What are the steps to achieve this?






What could it look like for us?

Each leaf represents a curriculum area - role and responsibility
All feeding into the stem that helps the plant to grow and stay connected and healthy


The pond of water that holds us together, following our own pathway through the working day to pool together again for moving forward as one. 

I thought about aligning roles and responsibilities with our values, people, teaching and learning. I realised that our core job is teaching and learning. While this is very valuable it does not strengthen our capabilities to teach well. So for this reason I have gone back to curriculum expertise to be filtered in a carefully managed structure. 
Literacy
STEM
The Arts
Maths
PE
Health

At the top of the fern where the growth is filtered out to 
Lead facilitator and inspiratory of new thinking and learning.
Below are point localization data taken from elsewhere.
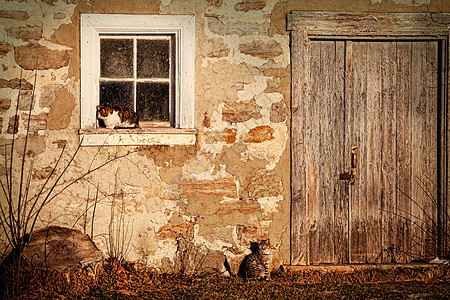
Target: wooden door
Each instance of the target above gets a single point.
(380, 97)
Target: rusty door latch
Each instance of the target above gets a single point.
(350, 176)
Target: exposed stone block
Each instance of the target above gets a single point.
(278, 112)
(13, 125)
(49, 92)
(36, 144)
(259, 48)
(239, 28)
(225, 187)
(25, 32)
(37, 123)
(43, 173)
(238, 206)
(214, 48)
(5, 48)
(47, 59)
(259, 134)
(59, 15)
(61, 110)
(192, 258)
(15, 84)
(183, 230)
(240, 111)
(5, 104)
(14, 14)
(247, 5)
(25, 100)
(229, 135)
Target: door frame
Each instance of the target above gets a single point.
(307, 25)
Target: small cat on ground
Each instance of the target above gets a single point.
(118, 116)
(255, 266)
Asking provocations to pull curr together, people person, pastoral care facilitator. 

Provocations; 
How do we teach intensively?
How do we assess with purpose?
How do we teach to cater for diverse learning needs?
How do we capture the attention of our least engaged students? 

- and what does this mean for us as leaders? 
- how do we impact our teaching and learning?


This would be mirrored across two halves of the school junior and senior 

Things that need to be considered when developing these roles; 
  • application of technology advancements 
  • pastoral care 
  • community support and communications 
  • student learning support, what does intensive teaching and learning look like in this area
  • G&T - how is this catered for 
  • staff pd support and what this would look like
  • assessment practices
  • how can we grow our leaders - pd planned for 
  • transparency 
  • strategic priorities 
  • no more team meetings but teaching and learning meetings, a community of learning by collaboratively sharing strengths of our leaders. 
Aspirational goals 

  • - develop leadership qualities across our school
  • - develop intensive applications of the curriculum 
  • - increase accountability and responsibility across the school to lead, participate and contribute 
  • - All staff pd is distributed across the school 
  • - Total transparency - nothing is hidden
  • - no hierarchy roles for blame 
  • - collaborative to the extreme



Rules that are transparent and upheld by all. 


What small steps could we take that will empower my team, engage intrinsic accountability, 


What would the boundaries and rules be in an education setting?